Saturday, February 17, 2018

Impact of doing a flashback on data guard environment


In very rare case, We may end up in situation like some logical mistake has been happened to our production database and as a last resort to recover the data we may need to do a flashback operation at primary database. When we do a flashback operation on primary database subsequently redo apply will get stopped out on all standby databases.In this demonstration I will show how to bring our standby back in sync with our production database. 

Here SRCDB is my primary database and TRGDB is my standby database. Flashback should be enabled on both primary and standby database.

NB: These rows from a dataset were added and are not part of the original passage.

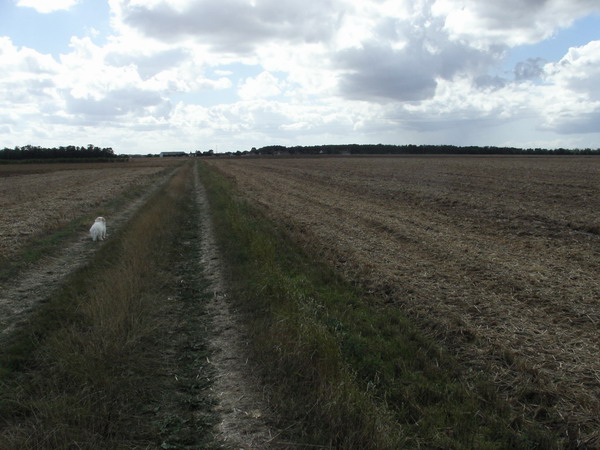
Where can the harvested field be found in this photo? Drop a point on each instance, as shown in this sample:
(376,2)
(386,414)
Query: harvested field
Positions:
(37,198)
(498,257)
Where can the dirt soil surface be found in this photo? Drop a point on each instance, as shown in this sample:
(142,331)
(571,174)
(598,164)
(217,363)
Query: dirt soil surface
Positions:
(37,198)
(498,257)
(245,417)
(245,420)
(36,283)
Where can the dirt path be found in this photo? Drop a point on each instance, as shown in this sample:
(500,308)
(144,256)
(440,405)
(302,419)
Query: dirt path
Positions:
(496,256)
(241,405)
(18,297)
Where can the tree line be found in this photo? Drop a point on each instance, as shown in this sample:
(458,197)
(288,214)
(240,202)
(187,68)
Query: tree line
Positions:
(69,152)
(411,149)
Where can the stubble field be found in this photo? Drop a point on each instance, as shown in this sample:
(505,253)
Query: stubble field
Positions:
(38,198)
(497,257)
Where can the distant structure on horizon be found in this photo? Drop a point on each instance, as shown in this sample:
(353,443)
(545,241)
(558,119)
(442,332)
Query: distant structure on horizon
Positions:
(170,154)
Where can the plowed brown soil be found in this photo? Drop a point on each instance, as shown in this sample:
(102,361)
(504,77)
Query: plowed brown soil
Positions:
(498,257)
(37,198)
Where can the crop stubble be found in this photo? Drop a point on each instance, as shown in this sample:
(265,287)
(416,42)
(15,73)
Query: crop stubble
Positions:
(497,256)
(37,198)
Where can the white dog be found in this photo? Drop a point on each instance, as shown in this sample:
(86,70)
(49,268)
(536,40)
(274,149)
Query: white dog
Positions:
(98,230)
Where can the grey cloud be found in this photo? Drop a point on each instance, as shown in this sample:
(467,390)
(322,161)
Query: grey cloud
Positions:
(378,72)
(490,82)
(530,69)
(148,65)
(580,124)
(234,25)
(115,104)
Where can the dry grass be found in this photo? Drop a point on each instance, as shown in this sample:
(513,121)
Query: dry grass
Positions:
(37,199)
(496,256)
(83,371)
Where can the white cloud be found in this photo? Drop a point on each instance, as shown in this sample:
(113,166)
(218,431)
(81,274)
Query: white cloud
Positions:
(300,72)
(263,86)
(485,23)
(47,6)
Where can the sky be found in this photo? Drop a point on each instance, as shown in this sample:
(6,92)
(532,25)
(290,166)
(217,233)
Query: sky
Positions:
(145,76)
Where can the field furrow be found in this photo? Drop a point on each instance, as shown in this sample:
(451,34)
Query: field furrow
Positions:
(498,257)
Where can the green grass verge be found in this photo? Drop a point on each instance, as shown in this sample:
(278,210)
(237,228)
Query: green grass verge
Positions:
(347,369)
(90,368)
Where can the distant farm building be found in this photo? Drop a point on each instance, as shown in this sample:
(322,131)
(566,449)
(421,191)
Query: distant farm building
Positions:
(170,154)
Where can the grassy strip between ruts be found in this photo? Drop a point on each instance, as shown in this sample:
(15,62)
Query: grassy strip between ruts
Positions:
(92,368)
(349,370)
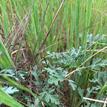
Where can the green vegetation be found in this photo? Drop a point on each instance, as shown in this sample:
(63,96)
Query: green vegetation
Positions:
(53,53)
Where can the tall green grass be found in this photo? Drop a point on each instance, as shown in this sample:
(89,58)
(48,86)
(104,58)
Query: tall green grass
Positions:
(75,18)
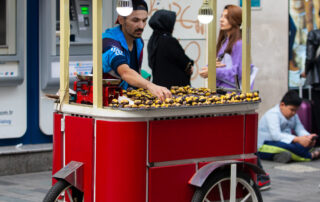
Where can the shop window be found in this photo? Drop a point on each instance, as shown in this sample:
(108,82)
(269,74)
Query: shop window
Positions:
(2,22)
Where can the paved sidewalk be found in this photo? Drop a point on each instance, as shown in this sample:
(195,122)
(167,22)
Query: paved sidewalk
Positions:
(31,187)
(293,182)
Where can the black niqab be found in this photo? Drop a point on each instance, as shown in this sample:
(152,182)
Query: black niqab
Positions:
(162,22)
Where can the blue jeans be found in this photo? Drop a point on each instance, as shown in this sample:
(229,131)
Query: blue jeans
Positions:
(295,148)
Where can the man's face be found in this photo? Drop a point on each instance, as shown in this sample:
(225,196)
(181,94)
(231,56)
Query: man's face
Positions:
(134,24)
(288,111)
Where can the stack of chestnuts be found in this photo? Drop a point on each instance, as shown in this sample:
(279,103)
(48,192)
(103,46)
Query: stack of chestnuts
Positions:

C:\Users\Mahi>set ORACLE_SID=SRCDB
C:\Users\Mahi>sqlplus / as sysdba
SQL*Plus: Release 12.1.0.1.0 Production on Fri Feb 16 19:38:05 2018
Copyright (c) 1982, 2013, Oracle.  All rights reserved.
Connected to:
Oracle Database 12c Enterprise Edition Release 12.1.0.1.0 - 64bit Production
With the Partitioning, OLAP, Advanced Analytics and Real Application Testing options

SQL>select name ,open_mode, database_role,flashback_on from v$database;

NAME      OPEN_MODE            DATABASE_ROLE    FLASHBACK_ON
--------- -------------------- ---------------- ------------------
SRCDB     READ WRITE           PRIMARY          YES


SQL> select systimestamp from dual;

SYSTIMESTAMP
---------------------------------------------------------------------------
16-FEB-18 07.38.37.868000 PM +05:30


SQL> select count(*) from hr.JOBS;

  COUNT(*)
----------
        19

C:\Users\Mahi>sqlplus sys@trgdb as sysdba
SQL*Plus: Release 12.1.0.1.0 Production on Fri Feb 16 19:41:04 2018
Copyright (c) 1982, 2013, Oracle.  All rights reserved.
Enter password:
Connected to:
Oracle Database 12c Enterprise Edition Release 12.1.0.1.0 - 64bit Production
With the Partitioning, OLAP, Advanced Analytics and Real Application Testing options

SQL> select name ,open_mode, database_role,flashback_on from v$database;

NAME      OPEN_MODE            DATABASE_ROLE    FLASHBACK_ON
--------- -------------------- ---------------- ------------------
SRCDB     READ ONLY WITH APPLY PHYSICAL STANDBY YES


SQL> select count(*) from hr.JOBS;

  COUNT(*)
----------
        19
SQL>

Let's do some logical mistake-

C:\Users\Mahi>sqlplus sys@srcdb as sysdba
SQL*Plus: Release 12.1.0.1.0 Production on Fri Feb 16 19:45:20 2018
Copyright (c) 1982, 2013, Oracle.  All rights reserved.
Enter password:
Connected to:
Oracle Database 12c Enterprise Edition Release 12.1.0.1.0 - 64bit Production
With the Partitioning, OLAP, Advanced Analytics and Real Application Testing options

SQL> drop user hr cascade ;

User dropped.

SQL>

As I have configured "Real Time Apply" the logical mistake that I have done on my primary database should have applied to my standby database as well.I will verify that on my standby.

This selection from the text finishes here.